Teaching Science via Skype: Low-Cost Science Experiment

teaching low-cost science

I have been an advocate of low-cost science for many years. Mostly, this has been a matter of necessity rather than preference since very few of the schools I’ve taught in have had the budget to purchase off the shelf science equipment for students to use. Science equipment can be ridiculously expensive, far beyond the reach of budget conscious schools and parents.

In almost 30 years of professional education, my students and I have built far more science equipment than I’ve purchased. Not only has this saved many thousands of dollars, but the students learn as much by building their equipment as they do using it. My work with low-cost science has allowed me to work with teachers and students from around the globe, mostly through sharing lesson plans and equipment designs with anyone who wanted them. Yesterday, I took the next logical step – I actually helped teach a lesson to a classroom full of teachers in Bangladesh via Skype.

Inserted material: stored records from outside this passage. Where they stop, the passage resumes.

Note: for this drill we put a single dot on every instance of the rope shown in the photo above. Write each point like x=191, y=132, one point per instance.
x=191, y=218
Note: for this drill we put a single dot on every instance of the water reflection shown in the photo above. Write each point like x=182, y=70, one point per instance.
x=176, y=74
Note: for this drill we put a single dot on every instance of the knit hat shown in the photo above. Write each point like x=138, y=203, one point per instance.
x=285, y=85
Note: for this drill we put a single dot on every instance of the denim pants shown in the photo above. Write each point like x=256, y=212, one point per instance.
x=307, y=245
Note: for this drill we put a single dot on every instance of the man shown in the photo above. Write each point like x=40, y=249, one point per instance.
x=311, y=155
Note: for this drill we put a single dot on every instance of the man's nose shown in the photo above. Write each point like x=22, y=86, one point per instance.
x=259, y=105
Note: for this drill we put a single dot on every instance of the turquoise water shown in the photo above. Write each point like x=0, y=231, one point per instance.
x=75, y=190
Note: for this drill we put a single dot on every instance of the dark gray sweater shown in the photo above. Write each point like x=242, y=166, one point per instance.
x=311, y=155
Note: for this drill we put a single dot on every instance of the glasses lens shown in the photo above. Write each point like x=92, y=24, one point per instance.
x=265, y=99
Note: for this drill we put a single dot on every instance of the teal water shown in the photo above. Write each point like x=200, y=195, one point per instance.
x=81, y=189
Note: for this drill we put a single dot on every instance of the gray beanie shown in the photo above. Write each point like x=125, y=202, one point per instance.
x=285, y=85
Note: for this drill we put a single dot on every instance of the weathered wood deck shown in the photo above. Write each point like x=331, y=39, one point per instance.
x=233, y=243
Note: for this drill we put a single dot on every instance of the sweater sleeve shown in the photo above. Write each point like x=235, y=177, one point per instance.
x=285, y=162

My colleague is Mr. Rezaul Karim, laboratory instructor at the Bangladesh Teachers’ Training College in the city of Rangpur, Bangladesh. Mr. Karim and I have collaborated on experimental designs and activities before, but this time we wanted to try something more: science by telepresence! We worked together to design a low-cost device that allows the student to separate tap water into hydrogen and oxygen gas using only a 9V battery, two test tubes, and some plastic from a 2-liter bottle. The original design we had tried suffered from poor gas production and other problems. Working together by exchanging photos and messages on Facebook, as well as documents by email, we managed to perfect a device that was simple to build and operate, and would cost less than $2 (most of the cost is in the battery!).

Working at my school, (Tahquitz High School in Hemet, California) I was able to shoot a short video showing the device’s construction and operation. That video was then sent on to the Teachers’ Training College in Rangpur so that the students could view it before the lesson. Unfortunately, problems with downloading the video prevented that, so Mr. Karim and I decided to go ahead with the lesson without the video.

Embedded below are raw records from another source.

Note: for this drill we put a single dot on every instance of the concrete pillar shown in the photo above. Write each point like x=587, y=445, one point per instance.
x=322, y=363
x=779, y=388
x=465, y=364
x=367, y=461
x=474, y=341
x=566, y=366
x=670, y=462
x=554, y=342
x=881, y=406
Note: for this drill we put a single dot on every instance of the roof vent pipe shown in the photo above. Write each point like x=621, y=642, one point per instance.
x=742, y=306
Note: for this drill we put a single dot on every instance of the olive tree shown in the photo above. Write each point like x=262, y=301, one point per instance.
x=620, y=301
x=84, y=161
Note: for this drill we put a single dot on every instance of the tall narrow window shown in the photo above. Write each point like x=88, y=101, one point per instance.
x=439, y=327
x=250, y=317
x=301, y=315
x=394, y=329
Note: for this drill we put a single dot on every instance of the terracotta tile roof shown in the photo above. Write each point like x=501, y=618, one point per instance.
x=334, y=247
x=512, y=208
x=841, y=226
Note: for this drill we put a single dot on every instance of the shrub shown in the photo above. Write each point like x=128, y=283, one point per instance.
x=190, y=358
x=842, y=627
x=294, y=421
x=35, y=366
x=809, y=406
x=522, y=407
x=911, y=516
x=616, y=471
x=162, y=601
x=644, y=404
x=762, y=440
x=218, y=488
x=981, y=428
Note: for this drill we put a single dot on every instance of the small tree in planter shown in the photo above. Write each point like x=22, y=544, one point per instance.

After introducing myself to the students, I was able to demonstrate how the device was constructed, and Mr. Karim took the young teachers through the process of building an apparatus for themselves. There was really very little issue with the language barrier. I was able to speak to the students in English, and Mr. Karim translated for those whose English skills were more limited. The students were able to construct the device with Mr. Karim’s help, and then they tested it as we spoke over Skype.

The students were very excited to have a visiting professor in their class, having a guest from overseas added some extra spice to the daily lesson! They were very excited to see the experiment in action, and to observe that the famous H2O formula for water had a very physical basis in fact! The experiment produces twice as much hydrogen gas as oxygen gas, showing the practical reality of the 2:1 ratio in the formula.

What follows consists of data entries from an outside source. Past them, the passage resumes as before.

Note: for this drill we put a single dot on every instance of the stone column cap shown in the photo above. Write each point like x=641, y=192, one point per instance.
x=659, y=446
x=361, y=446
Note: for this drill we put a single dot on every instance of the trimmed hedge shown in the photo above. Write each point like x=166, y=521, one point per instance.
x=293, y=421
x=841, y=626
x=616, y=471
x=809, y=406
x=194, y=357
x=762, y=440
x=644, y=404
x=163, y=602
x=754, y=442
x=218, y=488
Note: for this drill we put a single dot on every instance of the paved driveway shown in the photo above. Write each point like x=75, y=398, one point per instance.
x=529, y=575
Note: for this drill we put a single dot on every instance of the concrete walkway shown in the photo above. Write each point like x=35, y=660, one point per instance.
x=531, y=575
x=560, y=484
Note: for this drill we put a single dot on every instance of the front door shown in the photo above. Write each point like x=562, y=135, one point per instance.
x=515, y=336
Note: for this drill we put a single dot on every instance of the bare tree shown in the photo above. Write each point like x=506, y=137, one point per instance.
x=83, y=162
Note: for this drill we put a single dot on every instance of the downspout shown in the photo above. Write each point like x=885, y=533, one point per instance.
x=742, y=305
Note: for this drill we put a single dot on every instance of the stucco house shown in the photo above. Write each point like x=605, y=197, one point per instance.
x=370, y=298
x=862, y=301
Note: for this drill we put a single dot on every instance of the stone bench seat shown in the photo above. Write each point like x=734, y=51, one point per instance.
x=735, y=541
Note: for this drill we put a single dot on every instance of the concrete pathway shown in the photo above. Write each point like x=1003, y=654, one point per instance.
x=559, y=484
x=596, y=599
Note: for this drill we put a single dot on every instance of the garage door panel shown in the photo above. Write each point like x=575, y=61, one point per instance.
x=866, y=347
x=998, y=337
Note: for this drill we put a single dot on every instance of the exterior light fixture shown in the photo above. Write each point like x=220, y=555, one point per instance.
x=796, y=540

After the lesson, we had a question and answer session. Some of the students asked technical questions, but others asked questions about teaching and specifically about teaching in America. One student asked: “We all know that America is a very rich country; why do you have an interest in low-cost science? Doesn’t the American government provide everything that you need to do your job?” The students were surprised with the answer.

Although America is a very wealthy country and our standard of living is much higher than in rural Bangladesh, the government does not provide everything that we need. I explained that most teachers in the United States purchased many of the supplies that they need for class from out of their own wages, and that classroom educational funding is often squeezed out, leaving the teacher without needed supplies. I also explained that many American parents school their children at home; and for these parents, low-cost science can make the difference between a good laboratory science experience, and no practical science at all.

Ultimately, low-cost science is a matter of social justice. Having the know-how to perform low-cost science experiments can make the difference between great science education and no science education in schools and homes around the world. In a 21st century world that is increasingly science dependent, hands-on science education in every home and school is a key component of educational and economic success.